If you go over to the GoAccess website there is a live demo where you can get a feel for the program, and decide whether you think it’s a tool you could find helpful. If it is, read on for information on how you can install it on your server. For this tutorial, we’ll assume you already have Apache installed and serving web pages on your server.
Installing GoAccess
To start, we need to install GoAccess. On CentOS and Red Hat systems you’ll need to have enabled the Fedora EPEL repositories first, after which installation is simply:
sudo yum install goaccess
Unfortunately, the versions in the repositories on Debian or Ubuntu systems are quite out of date. However, the good news is that the GoAccess team maintains their own repositories. Here’s how to install using a GoAccess repository:
echo “deb http://deb.goaccess.io/ $(lsb_release -cs) main” | sudo tee -a /etc/apt/sources.list.d/goaccess.list
wget -O – http://deb.goaccess.io/gnugpg.key | sudo apt-key add –
sudo apt-get update
sudo apt-get install goaccess
Log File Analysis
Once GoAccess has been installed, you can start using it to analyze your log files. The default behavior is for GoAccess to perform analysis and display it at the command line for a given file:
sudo goaccess /var/log/apache2/access.log
In this case GoAccess will start and request the file format for the log file.

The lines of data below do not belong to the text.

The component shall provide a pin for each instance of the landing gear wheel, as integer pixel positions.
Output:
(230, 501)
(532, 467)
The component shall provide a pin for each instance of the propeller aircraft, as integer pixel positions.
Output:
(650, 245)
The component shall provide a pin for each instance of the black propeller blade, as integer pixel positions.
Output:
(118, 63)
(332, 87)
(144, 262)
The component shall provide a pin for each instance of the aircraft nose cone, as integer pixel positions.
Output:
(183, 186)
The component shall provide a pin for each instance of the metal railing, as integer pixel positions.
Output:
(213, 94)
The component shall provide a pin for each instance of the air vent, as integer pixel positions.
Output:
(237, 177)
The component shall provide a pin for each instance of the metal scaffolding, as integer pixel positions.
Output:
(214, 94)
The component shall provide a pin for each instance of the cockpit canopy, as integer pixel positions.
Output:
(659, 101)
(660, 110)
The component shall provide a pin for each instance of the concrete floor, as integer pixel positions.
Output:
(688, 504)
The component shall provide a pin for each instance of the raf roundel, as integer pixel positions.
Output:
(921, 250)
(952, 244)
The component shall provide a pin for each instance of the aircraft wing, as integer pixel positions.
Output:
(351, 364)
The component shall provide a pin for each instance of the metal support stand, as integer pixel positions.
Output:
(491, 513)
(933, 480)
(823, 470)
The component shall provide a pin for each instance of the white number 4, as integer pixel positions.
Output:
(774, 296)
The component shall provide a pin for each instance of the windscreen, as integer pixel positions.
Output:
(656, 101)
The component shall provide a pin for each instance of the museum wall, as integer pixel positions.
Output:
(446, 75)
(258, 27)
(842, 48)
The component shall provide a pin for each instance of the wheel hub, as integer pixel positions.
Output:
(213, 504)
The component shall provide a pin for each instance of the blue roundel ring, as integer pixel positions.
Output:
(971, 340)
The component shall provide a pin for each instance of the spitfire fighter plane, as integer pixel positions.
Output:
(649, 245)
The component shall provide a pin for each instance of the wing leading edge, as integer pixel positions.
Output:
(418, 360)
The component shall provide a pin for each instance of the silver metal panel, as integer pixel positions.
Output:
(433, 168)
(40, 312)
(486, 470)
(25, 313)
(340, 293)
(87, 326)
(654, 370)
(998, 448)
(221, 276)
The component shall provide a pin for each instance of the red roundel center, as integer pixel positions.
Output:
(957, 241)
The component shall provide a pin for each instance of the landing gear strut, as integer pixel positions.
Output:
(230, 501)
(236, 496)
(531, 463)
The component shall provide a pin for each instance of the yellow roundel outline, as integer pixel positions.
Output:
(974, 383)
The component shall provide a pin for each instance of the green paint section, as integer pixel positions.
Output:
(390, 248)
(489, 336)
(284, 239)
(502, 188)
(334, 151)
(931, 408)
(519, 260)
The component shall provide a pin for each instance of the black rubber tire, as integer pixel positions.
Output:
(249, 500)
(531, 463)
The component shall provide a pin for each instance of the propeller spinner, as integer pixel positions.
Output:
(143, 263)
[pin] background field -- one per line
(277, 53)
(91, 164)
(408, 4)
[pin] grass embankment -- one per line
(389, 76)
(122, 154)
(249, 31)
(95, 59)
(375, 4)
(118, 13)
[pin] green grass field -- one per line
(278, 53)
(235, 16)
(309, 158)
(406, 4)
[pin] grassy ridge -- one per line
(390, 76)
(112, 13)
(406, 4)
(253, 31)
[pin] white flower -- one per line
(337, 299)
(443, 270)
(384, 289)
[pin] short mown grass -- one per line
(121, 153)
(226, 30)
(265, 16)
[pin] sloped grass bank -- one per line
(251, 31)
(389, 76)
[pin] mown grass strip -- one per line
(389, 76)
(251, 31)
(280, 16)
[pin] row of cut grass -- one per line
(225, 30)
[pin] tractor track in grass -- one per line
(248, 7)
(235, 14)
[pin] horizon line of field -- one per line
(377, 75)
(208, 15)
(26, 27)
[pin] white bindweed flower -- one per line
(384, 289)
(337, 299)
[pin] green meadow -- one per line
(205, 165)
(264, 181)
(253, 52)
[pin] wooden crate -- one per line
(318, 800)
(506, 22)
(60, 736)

For Apache access logs you can choose the “NCSA Combined Log Format” option. This will then parse the file and display the output for you to read. You can scroll up and down with the arrow keys to look at the information. The question mark (?) opens a help screen with information about more controls. Pressing q quits the program.
Log Outputs in a Web Browser
If you want to view the log outputs in a web browser, we’ll need to make some tweaks to the configuration file. By default, this is the /etc/goaccess.conf file.

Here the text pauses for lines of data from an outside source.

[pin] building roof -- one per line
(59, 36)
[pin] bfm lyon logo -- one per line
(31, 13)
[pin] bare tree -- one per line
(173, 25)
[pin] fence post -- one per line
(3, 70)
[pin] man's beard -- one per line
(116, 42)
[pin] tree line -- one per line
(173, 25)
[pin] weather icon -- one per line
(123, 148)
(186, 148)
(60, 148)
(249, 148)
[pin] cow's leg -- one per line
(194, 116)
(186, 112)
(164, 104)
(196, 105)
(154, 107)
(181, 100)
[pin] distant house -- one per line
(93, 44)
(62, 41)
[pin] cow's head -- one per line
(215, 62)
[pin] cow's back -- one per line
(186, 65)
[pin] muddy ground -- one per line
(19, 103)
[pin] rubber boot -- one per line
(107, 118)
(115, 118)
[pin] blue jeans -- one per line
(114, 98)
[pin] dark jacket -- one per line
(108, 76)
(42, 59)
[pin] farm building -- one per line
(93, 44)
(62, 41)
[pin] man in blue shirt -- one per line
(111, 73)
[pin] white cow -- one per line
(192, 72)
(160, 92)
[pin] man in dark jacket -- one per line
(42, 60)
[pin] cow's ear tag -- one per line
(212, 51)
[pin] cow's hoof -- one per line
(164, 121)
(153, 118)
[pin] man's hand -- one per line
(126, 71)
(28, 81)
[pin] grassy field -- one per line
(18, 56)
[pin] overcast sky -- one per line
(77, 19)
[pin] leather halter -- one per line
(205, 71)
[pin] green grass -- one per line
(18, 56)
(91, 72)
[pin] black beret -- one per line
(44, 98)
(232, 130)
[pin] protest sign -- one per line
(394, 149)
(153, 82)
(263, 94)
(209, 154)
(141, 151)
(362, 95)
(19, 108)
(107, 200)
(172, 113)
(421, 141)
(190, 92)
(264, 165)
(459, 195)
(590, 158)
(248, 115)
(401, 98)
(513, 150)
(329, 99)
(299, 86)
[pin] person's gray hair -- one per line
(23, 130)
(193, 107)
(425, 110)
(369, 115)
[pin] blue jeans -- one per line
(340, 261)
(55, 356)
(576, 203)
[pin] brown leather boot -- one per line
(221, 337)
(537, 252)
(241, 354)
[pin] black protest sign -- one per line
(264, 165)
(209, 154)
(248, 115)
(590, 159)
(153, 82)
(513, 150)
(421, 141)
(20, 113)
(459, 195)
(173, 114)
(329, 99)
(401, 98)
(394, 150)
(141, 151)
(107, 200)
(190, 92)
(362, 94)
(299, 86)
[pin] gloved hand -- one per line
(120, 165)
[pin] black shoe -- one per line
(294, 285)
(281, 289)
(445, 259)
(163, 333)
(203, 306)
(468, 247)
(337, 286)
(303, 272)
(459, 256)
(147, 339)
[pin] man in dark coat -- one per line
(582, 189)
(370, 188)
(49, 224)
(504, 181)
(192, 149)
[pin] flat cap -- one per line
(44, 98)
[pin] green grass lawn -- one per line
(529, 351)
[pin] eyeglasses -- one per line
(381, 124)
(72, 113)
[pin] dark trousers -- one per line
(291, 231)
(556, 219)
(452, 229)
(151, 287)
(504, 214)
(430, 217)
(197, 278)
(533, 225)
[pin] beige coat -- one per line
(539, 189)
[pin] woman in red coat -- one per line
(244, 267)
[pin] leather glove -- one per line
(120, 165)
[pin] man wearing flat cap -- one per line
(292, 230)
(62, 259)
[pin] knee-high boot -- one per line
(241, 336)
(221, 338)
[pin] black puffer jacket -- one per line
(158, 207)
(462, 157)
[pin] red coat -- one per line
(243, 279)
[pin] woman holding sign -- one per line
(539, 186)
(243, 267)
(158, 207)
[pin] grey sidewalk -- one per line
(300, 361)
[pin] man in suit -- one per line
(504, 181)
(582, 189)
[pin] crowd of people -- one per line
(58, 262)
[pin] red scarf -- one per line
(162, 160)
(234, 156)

sudo nano /etc/goaccess.conf
This is a well-commented file with loads of explanations of what you are looking at. So first, in the “Time Format Options” section, we need to uncomment the time-format line for Apache/NGINX:
time-format %H:%M:%S
Then in the “Date Format Options” section, you need to uncomment the date-format line for Apache/NGINX:
date-format %d/%b/%Y
Next in the “Log Format Options” section, uncomment the line for NCSA Combined Log Format:
log-format %h %^[%d:%t %^] “%r” %s Sb “%R” “%u”

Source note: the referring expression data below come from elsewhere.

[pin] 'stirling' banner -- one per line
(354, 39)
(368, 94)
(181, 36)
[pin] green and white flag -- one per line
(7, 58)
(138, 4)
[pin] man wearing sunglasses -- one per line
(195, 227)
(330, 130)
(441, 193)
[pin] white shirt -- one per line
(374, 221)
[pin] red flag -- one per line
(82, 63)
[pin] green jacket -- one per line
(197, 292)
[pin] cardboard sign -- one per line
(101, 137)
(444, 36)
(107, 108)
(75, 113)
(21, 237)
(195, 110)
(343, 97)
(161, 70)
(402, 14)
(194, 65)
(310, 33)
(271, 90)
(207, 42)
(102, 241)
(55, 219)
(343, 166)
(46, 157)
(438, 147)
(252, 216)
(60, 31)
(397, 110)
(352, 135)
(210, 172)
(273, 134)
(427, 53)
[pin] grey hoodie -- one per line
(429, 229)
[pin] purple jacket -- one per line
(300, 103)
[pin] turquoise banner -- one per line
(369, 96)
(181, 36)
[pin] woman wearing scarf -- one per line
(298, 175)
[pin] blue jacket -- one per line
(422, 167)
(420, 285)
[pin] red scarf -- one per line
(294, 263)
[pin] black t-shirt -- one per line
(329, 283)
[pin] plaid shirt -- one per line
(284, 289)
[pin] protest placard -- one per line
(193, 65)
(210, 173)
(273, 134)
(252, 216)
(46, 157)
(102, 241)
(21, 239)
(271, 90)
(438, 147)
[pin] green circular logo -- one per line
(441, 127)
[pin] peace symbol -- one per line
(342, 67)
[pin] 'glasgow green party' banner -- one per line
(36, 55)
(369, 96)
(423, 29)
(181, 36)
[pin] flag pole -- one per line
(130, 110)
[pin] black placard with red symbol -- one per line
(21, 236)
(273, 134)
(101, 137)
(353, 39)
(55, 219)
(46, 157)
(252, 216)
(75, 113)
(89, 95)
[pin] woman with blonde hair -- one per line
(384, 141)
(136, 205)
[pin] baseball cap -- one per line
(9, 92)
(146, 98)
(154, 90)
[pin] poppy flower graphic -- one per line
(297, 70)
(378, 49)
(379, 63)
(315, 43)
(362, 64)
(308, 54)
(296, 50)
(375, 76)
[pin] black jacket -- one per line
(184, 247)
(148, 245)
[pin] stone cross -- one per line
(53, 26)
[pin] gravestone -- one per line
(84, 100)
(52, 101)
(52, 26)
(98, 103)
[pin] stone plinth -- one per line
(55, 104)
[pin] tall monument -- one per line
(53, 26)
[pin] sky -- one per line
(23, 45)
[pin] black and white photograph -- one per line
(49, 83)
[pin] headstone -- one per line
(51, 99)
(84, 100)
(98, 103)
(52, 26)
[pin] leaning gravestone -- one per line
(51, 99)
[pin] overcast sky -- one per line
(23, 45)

Now save and exit the file. Note that if you are planning on looking at different log files, there are plenty of options for various log file formats.
Generating A Web Page
Now we can look at generating a web page of the log information with:
sudo goaccess /var/log/apache2/access.log -o /var/www/html/goaccess.html
Note that you need to set the output file (designated with the -o flag) to somewhere accessible from your web server in order to view it in the browser. In this case, I’ve used the root of the default website directory for Apache. I can now access the report by opening that file on my website. For example:
http://www.example.com/goaccess.html
In this case, we’ve created a one off report taking a snapshot of your logfile as it stood at that point. To make a continuously updating report, you need to add the “–real-time-html” flag to the command:
sudo goaccess /var/log/apache2/access.log -o /var/www/html/goaccess.html –real-time-html
You’ll notice that this time the GoAccess application stays running and prints the message “WebSocket server ready to accept new client connections”. Navigating to the web page now looks much the same as before, but it is kept up to date as new connections come in on the server.
A nice feature is that you aren’t limited to only analyzing a single log file at a time, so if you keep multiple simultaneous access logs on your server you can just list them all and GoAccess can analyze them all together:
sudo goaccess /var/log/apache2/access.log /var/log/apache2/another-access.log /var/log/apache2/yet-another-access.log -o /var/www/html/goaccess.html
Again, going to the web page will give you the output of GoAccess’s analysis of these log files.
This just scratches the surface of what you can do with log files and GoAccess, and it’s well worth looking through the help information and the details on the website to see what else you can do.